Sixteen people in or outside the Book Depository, behind the President, suggested that some shooting came from the knoll. They included the Depository manager, the superintendent, and two company vice presidents. Secret Service Agent Forrest Sorrels, traveling in the lead car and nearing the end of the knoll at the moment of the fatal shot, stared instinctively at the knoll. He first reported, “I looked toward the top of the terrace to my right as the sound of the shots seemed to come from that direction.” Only later, in his Commission testimony, did Sorrels go along with the conventional wisdom that the source of the gunfire was exclusively to the President’s rear.

Secret Service agent Paul Landis, in the car behind the President, made an interesting distinction. He said, “I heard what sounded like the report of a high-powered rifle from behind me.” Landis drew his gun, and then, “I heard a second report and saw the President’s head split open and pieces of flesh and blood flying through the air. My reaction at this time was that the shot came from somewhere toward the front … and looked along the right-hand side of the road.” Landis was not called to testify before the Warren Commission.

Several police officers also thought the shots came from the knoll area. The reaction of Dallas County Sheriff Bill Decker, riding in front of the President, was to bark into the radio, “Notify station 5 to move all available men out of my department back into the
railroad yards.” The railroad yards were just behind the fence—where the Committee acoustics experts placed a gunman.

Loosely speaking, the “grassy knoll” refers to the whole area the President’s limousine passed after leaving the Book Depository to its rear (see page 999). It is easiest to describe it as three sectors. First a narrow slope topped by trees and bushes. Then a much longer slope up to a semicircular colonnade, with access steps and a retaining wall. Beyond that, the slope continued beside the road, topped by more vegetation and a fence. The fence made a right angle, which, in 1963, faced directly toward the oncoming motorcade. By the last stage of the shooting the President’s limousine was a mere thirty-five yards from the point on the fence where Committee acoustics experts placed a gunman.

About a dozen people were on the grassy knoll when the President was shot, and almost all believed some of the gunfire came from behind them, high up on the knoll itself. For several, there could be no talk of illusions or echoes. The shooting was frighteningly close. Their stories, for the most part, never heard by the first official inquiry, are jolting even after fifty years.

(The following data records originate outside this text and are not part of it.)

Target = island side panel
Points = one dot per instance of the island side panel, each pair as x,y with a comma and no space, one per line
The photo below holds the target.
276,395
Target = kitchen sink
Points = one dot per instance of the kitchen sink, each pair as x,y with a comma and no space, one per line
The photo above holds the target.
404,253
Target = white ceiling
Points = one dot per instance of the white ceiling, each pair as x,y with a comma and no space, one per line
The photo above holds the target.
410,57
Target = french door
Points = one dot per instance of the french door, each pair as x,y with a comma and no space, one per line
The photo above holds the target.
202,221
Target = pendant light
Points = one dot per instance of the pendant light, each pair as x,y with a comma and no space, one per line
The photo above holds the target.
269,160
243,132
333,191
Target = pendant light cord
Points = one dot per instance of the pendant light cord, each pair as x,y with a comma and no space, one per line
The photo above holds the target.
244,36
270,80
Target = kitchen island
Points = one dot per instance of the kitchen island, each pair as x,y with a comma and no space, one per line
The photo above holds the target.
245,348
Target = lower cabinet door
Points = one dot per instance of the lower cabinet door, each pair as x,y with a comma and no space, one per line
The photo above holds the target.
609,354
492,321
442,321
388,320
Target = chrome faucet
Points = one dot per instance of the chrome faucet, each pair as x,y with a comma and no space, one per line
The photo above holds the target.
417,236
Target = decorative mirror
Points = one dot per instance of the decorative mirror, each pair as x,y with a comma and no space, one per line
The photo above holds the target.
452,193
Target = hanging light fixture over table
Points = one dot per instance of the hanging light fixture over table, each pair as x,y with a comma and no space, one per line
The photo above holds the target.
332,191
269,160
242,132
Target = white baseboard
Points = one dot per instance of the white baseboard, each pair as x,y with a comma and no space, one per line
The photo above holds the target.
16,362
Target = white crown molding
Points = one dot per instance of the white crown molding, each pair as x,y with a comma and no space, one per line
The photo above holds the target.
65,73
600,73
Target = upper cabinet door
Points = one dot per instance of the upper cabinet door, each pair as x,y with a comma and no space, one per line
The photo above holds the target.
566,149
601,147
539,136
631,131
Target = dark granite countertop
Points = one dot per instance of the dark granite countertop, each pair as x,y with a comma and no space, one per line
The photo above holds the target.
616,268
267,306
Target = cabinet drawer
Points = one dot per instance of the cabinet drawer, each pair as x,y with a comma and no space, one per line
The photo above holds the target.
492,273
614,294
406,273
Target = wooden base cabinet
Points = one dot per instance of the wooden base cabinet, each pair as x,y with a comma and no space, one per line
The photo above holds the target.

Gordon Arnold, a young soldier of twenty-two, was home on leave on November 22. Armed with his movie camera, he was to claim, he walked to the top of the grassy knoll just before the President arrived, looking for a good vantage point. He went behind the fence, looking for a way to get to the railroad bridge that crossed the road directly in front of the motorcade route. From there, his view would be perfect. Arnold was moving along the fence—on the side hidden from the road—when “… this guy just walked towards me and said that I shouldn’t be up there. He showed me a badge and said he was with the Secret Service and that he didn’t want anybody up there.” It sounded sensible enough, and
Arnold retreated to the next best spot—beside a tree on the road side of the fence, high on the grassy slope beyond the colonnade. Then the motorcade arrived.